Researchers at CU Boulder are part of a new $6 million grant from the National Science Foundation to help build the intelligent transportation systems of the future.
The five-year, multi-institutional project is led by the University of California Santa Cruz and focuses on improving cyber-physical systems and training the workforce needed to run them smoothly. Research at CU Boulder will be conducted by Assistant Professor Majid Zamani and his team from the Department of Computer Science.
Cyber-physical systems involve algorithms, networks and real-world physical components all working in union. Examples of such systems include self-driving cars and power grids, among many other applications in modern life.
Zamani’s project specifically aims to rethink the modeling, performance and design of a new generation of intelligent cyber-physical transportation systems — both in aviation and motor vehicles — so that their algorithms run efficiently and safely, while also reducing their carbon footprint.

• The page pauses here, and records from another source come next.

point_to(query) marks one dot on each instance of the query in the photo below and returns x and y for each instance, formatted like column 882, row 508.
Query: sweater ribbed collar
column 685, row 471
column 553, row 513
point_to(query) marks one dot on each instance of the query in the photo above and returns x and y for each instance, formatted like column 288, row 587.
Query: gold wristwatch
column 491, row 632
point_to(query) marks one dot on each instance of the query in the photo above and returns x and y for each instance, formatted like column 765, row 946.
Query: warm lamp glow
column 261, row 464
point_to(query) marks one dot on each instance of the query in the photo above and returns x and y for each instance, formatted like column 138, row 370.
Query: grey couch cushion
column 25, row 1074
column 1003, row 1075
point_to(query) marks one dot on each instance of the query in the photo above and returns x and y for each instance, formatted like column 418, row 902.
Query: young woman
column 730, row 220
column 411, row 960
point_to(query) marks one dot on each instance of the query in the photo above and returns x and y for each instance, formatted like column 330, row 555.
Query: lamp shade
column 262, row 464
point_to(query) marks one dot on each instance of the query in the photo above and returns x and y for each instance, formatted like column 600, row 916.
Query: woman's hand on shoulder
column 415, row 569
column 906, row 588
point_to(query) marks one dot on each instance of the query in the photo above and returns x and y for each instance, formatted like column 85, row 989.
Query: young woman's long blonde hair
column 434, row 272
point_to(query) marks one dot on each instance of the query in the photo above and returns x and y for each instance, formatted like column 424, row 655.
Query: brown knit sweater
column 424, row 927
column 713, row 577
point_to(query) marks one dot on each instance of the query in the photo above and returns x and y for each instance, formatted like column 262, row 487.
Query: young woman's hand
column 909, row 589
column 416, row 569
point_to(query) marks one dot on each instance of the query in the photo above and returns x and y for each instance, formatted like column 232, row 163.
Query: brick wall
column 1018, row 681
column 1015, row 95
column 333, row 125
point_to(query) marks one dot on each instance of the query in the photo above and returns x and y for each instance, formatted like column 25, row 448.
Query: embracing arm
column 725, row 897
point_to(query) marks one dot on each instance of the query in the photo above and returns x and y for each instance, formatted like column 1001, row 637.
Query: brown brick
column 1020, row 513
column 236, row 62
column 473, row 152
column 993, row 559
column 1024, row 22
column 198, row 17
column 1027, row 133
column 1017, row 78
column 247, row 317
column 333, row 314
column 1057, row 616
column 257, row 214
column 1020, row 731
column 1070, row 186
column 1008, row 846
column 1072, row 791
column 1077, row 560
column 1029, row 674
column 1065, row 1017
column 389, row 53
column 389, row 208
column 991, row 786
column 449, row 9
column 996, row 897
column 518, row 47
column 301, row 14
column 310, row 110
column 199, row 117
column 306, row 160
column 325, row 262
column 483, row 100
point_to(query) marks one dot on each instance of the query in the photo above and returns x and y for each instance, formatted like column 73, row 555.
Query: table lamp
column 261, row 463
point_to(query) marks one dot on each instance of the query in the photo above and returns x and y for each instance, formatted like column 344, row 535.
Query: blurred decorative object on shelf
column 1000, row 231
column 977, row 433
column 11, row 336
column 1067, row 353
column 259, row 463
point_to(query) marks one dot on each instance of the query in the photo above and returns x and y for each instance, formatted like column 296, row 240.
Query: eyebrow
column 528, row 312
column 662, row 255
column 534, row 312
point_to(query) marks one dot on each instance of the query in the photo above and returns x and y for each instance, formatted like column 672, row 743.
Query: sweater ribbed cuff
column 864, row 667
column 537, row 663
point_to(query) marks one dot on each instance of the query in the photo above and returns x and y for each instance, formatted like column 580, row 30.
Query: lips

Zamani said a key goal is codesigning the algorithms and hardware of these cyber-physical systems so that the physics, hardware and software are unified. By approaching the design holistically, researchers hope to create systems that are much more adaptive than the current state of the art. The new control algorithms will better adapt to the specification and the environment they are deployed on — learning and adjusting to key factors such as power consumption. The new hardware will also be tailored to provide feedback that can be used by the algorithms to improve performance and safety.
He said his team is specifically tasked with leading the research around the automated synthesis of embedded controllers.
“We are generating synthesis tools that not only scale, but also allow for models that include features of multiple layers of the design stack,” he said. “The proposed tools will provide formal certificates under finite numerical precision, varying sampling time, memory and communication constraints, and computation time in the control synthesis process.”
Researchers will also be collaborating with industry and academic partners to advance these systems both in research and education through strong training programs for high school and undergraduate students, with a particular focus on creating research opportunities for students from underrepresented backgrounds.